Idea for students: Spread your chores out during the day and use them as study breaks!
Idea for families: Integrate “hands-on” tasks that allow your children to take a break from the computer and do something with their hands. This could be chopping vegetables for dinner, weeding the garden, reorganizing the bookshelf or cleaning the garage.
#3. Doodle, Color or Draw
Doodling or drawing can be a creative way to help your brain re-energize itself after a long class. Next time you find yourself with 15–20 minutes to spare, grab some plain paper and doodle or draw. Similar to chores, drawing gives your brain a break, allowing it to synthesize information, detangle complex topics, and generate creative ideas.
Idea for students: Find something simple around the house that you’d enjoy sketching. Practice drawing it for a few minutes at a time the next time you need a study break
Idea for families: Schedule creative free time for drawing, crafts or coloring. It might be especially useful to schedule this time after activities that are demanding such as paper-writing, exams, or several online classes back to back.
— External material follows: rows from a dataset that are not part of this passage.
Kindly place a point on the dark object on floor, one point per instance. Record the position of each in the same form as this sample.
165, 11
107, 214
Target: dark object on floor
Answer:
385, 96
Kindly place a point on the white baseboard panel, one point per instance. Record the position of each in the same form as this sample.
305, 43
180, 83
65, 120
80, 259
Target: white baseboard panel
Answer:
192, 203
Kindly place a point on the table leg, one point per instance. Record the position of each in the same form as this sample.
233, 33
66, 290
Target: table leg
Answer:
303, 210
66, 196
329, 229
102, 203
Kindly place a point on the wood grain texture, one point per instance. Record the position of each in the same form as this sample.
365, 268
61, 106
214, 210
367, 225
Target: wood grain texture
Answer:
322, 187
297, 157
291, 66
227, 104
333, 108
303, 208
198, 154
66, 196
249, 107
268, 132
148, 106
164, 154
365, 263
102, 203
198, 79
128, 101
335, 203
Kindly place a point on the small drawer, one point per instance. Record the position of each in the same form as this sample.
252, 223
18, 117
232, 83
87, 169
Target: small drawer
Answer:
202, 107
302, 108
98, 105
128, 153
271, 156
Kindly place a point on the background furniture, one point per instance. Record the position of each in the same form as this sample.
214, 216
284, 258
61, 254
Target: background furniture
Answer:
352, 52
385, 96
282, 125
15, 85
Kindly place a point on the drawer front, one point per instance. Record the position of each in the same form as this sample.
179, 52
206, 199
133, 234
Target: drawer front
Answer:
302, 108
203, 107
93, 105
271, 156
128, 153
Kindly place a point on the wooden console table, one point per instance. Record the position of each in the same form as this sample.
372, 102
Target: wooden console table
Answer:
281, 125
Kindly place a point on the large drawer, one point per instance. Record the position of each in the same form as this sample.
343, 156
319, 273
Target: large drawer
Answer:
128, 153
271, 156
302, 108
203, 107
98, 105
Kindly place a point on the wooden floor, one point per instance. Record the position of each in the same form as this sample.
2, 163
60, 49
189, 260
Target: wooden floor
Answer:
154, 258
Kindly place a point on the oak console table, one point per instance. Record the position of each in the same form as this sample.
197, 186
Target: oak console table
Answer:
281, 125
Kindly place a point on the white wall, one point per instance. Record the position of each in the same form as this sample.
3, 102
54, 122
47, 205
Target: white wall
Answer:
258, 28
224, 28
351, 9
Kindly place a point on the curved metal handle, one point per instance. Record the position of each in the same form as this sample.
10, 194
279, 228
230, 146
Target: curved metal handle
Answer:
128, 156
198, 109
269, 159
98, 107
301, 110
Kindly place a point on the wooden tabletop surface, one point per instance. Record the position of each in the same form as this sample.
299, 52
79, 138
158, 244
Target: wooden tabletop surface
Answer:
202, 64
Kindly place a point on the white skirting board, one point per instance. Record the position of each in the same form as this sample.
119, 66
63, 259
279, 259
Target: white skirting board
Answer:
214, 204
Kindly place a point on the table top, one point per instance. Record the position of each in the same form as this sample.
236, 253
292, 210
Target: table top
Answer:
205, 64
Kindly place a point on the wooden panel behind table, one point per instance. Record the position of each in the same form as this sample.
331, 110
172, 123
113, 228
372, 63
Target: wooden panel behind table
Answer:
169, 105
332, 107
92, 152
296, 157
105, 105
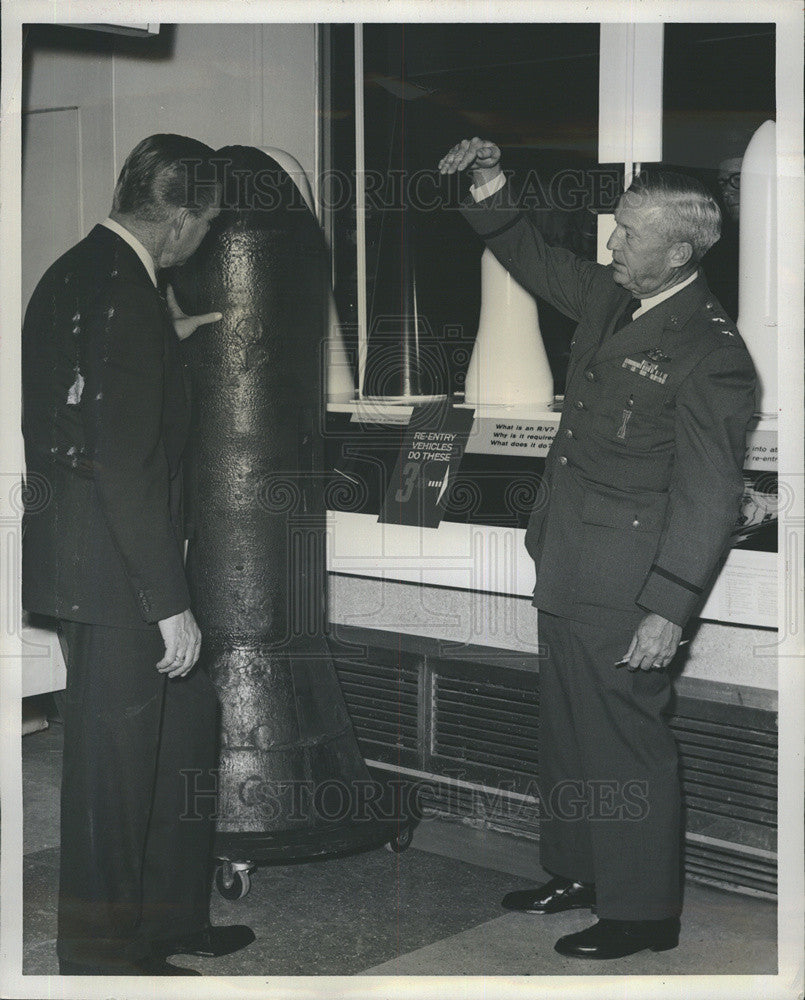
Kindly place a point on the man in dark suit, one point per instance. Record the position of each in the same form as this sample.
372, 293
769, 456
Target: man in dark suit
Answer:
645, 485
105, 417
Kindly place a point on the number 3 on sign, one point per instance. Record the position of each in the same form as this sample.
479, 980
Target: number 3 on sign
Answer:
410, 476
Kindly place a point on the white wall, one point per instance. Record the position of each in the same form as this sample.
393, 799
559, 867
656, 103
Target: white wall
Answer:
253, 84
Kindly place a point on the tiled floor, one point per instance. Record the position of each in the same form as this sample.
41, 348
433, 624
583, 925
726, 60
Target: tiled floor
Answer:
433, 910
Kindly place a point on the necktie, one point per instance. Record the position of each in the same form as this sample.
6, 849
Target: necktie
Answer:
626, 316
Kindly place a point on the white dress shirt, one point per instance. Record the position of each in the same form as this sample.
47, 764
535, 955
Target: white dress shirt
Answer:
136, 246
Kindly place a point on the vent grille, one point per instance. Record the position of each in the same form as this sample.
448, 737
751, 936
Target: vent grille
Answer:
382, 697
730, 868
476, 723
729, 772
492, 725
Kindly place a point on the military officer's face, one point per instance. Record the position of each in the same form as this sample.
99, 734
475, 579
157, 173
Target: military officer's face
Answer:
643, 260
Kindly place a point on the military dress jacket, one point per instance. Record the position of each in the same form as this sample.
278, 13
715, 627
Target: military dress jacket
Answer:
105, 419
644, 475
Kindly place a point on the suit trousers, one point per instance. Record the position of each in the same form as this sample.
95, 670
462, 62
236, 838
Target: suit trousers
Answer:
135, 851
609, 785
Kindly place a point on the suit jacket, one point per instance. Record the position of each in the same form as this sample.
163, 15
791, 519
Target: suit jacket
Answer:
105, 418
644, 473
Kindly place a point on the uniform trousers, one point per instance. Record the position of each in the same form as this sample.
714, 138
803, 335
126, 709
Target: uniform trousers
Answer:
135, 850
609, 785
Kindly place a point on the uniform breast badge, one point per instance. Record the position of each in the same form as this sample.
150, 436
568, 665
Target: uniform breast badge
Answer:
656, 355
646, 369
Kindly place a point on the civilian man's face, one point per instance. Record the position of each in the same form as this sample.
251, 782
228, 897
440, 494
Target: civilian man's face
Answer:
185, 234
641, 253
193, 232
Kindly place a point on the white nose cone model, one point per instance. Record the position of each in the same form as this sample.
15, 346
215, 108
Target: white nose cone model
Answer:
757, 262
508, 364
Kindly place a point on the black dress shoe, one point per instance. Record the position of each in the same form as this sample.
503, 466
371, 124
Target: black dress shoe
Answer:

As tempting as it might be to scroll through social media during a study break, that type of activity does nothing to strengthen or relax your brain. Instead of reaching for your smartphone, try one of these creative outlets instead. Whether you’re singing, doodling or chopping vegetables for dinner, these easy activities will give your brain the rejuvenation it needs and leave you feeling energized and inspired for your next task.